Of course, some would say the Bruins had no business winning this hockey game. The Blackhawks came out of the gate looking like the team that dominated the Bruins in the first period of Game 2, but much like that game, the Bruins somehow positioned themselves with a chance to win. However, this time, the Blackhawks' intensity never let up and they were able to pull out a crucial win.

Bergeron plays his game: While his teammates completely veered away from the team's tight defensive system and were scrambling throughout most of Game 4, Patrice Bergeron was, well, Patrice Bergeron. Bergeron's two-way game epitomizes what Julien wants the team game as a whole to be.

"Patrice has been extremely good for us throughout these playoffs," Julien said. "He's been good for us forever. He's a guy that comes to play hard every time. Nice to see him having some good success in the playoffs and being rewarded that way."

Bergeron had two goals and was clearly the spark the Bruins needed to hang in this see-saw affair. Once again, he was a leader and the Bruins can count on him every game.
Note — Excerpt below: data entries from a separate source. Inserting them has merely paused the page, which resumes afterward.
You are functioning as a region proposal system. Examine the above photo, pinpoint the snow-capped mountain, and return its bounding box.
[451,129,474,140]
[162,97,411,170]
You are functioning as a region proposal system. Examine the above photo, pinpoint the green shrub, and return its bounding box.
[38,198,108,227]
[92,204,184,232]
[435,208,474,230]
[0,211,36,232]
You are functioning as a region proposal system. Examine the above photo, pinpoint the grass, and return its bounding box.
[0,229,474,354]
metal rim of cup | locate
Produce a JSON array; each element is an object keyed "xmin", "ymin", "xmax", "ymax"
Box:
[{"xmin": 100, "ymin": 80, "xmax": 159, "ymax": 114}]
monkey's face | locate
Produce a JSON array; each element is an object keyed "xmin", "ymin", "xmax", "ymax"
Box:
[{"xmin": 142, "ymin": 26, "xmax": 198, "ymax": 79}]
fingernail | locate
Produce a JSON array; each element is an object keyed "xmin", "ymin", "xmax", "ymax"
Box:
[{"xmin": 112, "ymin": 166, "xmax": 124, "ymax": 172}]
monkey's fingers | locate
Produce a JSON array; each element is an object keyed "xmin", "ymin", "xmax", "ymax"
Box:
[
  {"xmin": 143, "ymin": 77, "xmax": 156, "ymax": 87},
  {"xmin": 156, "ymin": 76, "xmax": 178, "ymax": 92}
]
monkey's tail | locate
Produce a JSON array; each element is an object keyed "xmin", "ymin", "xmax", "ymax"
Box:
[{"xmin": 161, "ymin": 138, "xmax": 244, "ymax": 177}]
Peverley looks like the Peverley of 2011: Rich Peverley was a key cog in the Bruins' 2011 Stanley Cup run. Peverley and Chris Kelly became critical two-way and versatile players, helping the Bruins shut down their opponents. Both, however, were non-factors for much of the season. And while Kelly found his game recently with a key goal in Game 2, Peverley remained lost until Game 4. Peverley scored the Bruins' first goal on the power play, tying the game at one 14:43 into the first period, and played the complete game that made him so valuable in the B's 2011 Cup run. If he continues that, it will make the Bruins' attack even deeper.

The Bruins know what they did wrong and can correct it: One thing about this Bruins team under Julien's reign is that with the exception of a period during the recent shortened regular season when they used the condensed schedule as an excuse for some losses, they usually hold themselves accountable and they've done that for all six losses in the playoffs. After the loss, the Bruins weren't hiding. They were front and center admitting their faults and already discussing how to correct their mistakes.
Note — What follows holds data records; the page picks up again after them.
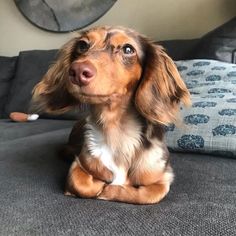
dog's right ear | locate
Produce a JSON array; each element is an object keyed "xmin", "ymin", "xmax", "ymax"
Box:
[
  {"xmin": 135, "ymin": 39, "xmax": 191, "ymax": 125},
  {"xmin": 30, "ymin": 39, "xmax": 79, "ymax": 114}
]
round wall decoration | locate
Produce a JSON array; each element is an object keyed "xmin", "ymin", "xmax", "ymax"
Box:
[{"xmin": 14, "ymin": 0, "xmax": 116, "ymax": 32}]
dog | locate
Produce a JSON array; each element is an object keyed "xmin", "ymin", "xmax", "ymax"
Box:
[{"xmin": 33, "ymin": 26, "xmax": 190, "ymax": 204}]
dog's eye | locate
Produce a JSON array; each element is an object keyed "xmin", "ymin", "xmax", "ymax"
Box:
[
  {"xmin": 76, "ymin": 40, "xmax": 90, "ymax": 53},
  {"xmin": 122, "ymin": 44, "xmax": 135, "ymax": 55}
]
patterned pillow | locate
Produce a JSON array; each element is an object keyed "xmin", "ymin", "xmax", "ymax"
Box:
[{"xmin": 166, "ymin": 60, "xmax": 236, "ymax": 157}]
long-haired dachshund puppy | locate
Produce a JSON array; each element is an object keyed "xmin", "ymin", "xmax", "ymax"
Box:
[{"xmin": 33, "ymin": 27, "xmax": 190, "ymax": 204}]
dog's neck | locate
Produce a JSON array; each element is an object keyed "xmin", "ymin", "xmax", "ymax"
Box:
[{"xmin": 91, "ymin": 92, "xmax": 138, "ymax": 130}]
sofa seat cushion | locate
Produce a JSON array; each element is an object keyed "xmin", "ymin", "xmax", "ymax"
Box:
[
  {"xmin": 167, "ymin": 60, "xmax": 236, "ymax": 157},
  {"xmin": 0, "ymin": 133, "xmax": 236, "ymax": 235},
  {"xmin": 0, "ymin": 56, "xmax": 17, "ymax": 118}
]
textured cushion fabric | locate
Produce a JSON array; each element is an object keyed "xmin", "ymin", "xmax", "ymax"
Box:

"I guess we didn’t communicate enough," Bergeron said. "We know they’re a good team. They have some good transition. We gave them time to, I guess, to get some speed and to attack on our defensemen with some good speed. We got to do a better job of that and look at videos and get back at it in Game 5."
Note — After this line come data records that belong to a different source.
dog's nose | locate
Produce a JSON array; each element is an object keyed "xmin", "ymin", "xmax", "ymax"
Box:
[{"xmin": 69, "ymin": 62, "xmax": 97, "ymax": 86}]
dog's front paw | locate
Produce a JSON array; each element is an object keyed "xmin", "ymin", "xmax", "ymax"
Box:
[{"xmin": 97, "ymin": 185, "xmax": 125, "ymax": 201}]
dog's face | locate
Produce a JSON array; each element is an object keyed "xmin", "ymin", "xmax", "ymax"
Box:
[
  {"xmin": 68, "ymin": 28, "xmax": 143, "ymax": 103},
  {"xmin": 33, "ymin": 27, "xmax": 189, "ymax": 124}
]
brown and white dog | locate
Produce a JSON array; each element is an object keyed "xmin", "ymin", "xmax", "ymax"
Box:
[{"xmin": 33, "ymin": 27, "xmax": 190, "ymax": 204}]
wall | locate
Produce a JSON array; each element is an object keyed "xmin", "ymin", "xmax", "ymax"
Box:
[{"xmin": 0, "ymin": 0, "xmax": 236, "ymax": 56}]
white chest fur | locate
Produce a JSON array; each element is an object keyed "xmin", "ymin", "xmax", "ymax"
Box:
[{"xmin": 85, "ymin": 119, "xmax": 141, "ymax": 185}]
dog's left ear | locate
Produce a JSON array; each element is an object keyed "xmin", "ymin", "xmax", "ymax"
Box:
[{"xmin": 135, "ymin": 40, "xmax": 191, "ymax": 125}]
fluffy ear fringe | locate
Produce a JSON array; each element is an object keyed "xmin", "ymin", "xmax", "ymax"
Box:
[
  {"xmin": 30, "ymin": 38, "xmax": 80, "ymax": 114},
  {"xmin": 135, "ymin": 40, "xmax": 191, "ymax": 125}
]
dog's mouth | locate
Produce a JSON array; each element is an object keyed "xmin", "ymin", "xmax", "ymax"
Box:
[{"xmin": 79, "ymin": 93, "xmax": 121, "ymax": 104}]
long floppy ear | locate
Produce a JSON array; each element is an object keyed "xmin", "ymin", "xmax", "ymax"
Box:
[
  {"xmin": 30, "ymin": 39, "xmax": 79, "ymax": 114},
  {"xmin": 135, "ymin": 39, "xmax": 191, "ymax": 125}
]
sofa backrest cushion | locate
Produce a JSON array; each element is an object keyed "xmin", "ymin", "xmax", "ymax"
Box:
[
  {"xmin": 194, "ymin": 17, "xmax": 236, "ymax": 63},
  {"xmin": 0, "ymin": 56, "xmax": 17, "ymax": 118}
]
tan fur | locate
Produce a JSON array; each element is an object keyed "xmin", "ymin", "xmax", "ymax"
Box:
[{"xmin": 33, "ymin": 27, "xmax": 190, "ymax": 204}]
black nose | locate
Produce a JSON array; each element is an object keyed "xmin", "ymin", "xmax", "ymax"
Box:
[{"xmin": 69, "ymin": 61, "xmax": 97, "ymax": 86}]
Bruins can quiet the Madhouse: If, as expected, the Bruins do get back at it in Game 5, there's a good chance they can quiet one of the loudest barns in the NHL, "The Madhouse On Madison," and take the Blackhawks fans out of it. The Bruins have shown that home-ice advantage doesn't really exist anymore in the Stanley Cup playoffs. They are extremely good at playing the perfect "road" game. When they play their system, they have the ability to force the opponent to make mistakes and turn their own fans against them. They won the 2011 Stanley Cup on the road in a Game 7, and in convincing fashion.